Come un Frodo gastronomico, mi addentro in zona Lambrate/Piola e, grufolando, mi introduco da Pasticceria La Siciliana.

Qui la sala ha l’aspetto delle pompose pasticcerie sicule con un massiccio legno ben lucidato che è la materia del bancone dietro il quale un ragazzo dallo spiccato accento catanese, sotto una raffigurazione a mezzo busto di Sant’Agata, patrona di Catania, mi informa che gli arancini alla carne sono finiti. Ce n’è soltanto uno con besciamella, prosciutto e mozzarella.

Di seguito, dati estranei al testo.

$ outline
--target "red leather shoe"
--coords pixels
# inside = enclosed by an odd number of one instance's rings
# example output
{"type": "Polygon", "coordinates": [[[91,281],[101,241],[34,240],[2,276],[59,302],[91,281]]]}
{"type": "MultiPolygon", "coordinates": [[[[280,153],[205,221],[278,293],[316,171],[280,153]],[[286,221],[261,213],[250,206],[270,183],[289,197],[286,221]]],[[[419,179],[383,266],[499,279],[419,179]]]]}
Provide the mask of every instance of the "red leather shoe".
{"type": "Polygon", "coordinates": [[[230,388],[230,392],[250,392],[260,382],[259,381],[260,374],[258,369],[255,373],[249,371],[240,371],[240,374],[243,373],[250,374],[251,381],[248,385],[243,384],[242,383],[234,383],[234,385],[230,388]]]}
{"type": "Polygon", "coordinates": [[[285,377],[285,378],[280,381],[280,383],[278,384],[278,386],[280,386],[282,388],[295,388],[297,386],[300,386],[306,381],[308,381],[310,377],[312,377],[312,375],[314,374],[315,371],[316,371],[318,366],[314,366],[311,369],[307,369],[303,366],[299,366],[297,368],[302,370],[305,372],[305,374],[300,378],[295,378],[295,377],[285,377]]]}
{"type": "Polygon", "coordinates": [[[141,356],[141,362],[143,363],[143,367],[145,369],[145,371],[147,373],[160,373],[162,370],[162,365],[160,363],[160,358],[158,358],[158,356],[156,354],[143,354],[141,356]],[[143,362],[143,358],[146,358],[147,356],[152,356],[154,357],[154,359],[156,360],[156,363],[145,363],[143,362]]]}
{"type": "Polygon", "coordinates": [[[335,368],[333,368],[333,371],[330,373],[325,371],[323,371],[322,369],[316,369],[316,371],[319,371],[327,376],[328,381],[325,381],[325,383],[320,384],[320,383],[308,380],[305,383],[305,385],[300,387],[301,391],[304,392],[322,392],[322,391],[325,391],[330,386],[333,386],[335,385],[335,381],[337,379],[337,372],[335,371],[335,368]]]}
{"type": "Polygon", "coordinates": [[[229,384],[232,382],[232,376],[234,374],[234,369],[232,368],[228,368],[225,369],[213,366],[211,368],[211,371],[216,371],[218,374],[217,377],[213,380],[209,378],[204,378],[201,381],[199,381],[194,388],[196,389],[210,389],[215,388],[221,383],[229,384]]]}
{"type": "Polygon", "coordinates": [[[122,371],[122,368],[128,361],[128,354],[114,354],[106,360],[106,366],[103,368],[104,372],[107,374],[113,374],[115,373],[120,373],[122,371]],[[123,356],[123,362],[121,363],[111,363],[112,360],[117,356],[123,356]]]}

Sono le 18 e il pessimismo leopardiano sta prendendo il sopravvento. E invece in bocca m’esplode un sapore genuino. Qui c’è dell’amore, qui c’è dell’impegno, qui c’è della simpatia! Il ripieno è cremoso e alterna arroganza e signorilità, la panatura resiste nonostante il solarium al microonde e il riso presenta la migliore cottura della giornata.

Bedda matri, per due minuti mi sento a casa dopo un tumultuoso esilio palatale.

Costo dell’arancino: 3 €.

L’EOLIANA

Dopo sette arancini/e mezzo potrei chiudere qui la pratica ma il dovere di cronaca mi spinge ancora più in là, in zona Ortica, per l’ultimo assaggio di questo Tentato Infarto Tour (acronimo TIT, che mi piace molto). Sono quasi le 19 e L’Eoliana è ancora aperta. Più famosa per la pasticceria e le granite, spero che sia rimasto qualche arancino al ragù. Scruto il bancone. Sì, c’è.

Quello che mi viene porto dal commesso ha un aspetto bello abbronzato, gli mancano solo gli occhiali da sole. E anche questo, nonostante il ripasso al fornetto, dà le sue soddisfazioni, ricco di ripieno proprio come si fa in Sicilia e con una bella dose di formaggio filante che, ormai fuso, copula molto maialescamente col ragù. Il proprietario, che vuol farmi assaggiare il vino che produce lui stesso, è siculo-siculo. Il vino però non mi piace.

Costo dell’arancino: 3 €.

Quindi, se la domanda è se a Milano è possibile trovare l’Arancìn D’Oro, la risposta è: in 2-3 posti sì, in un paio ci siamo quasi.

Altrimenti, se avete nostalgia, ve li/e faccio io a domicilio. Parola d’onore di Scièf.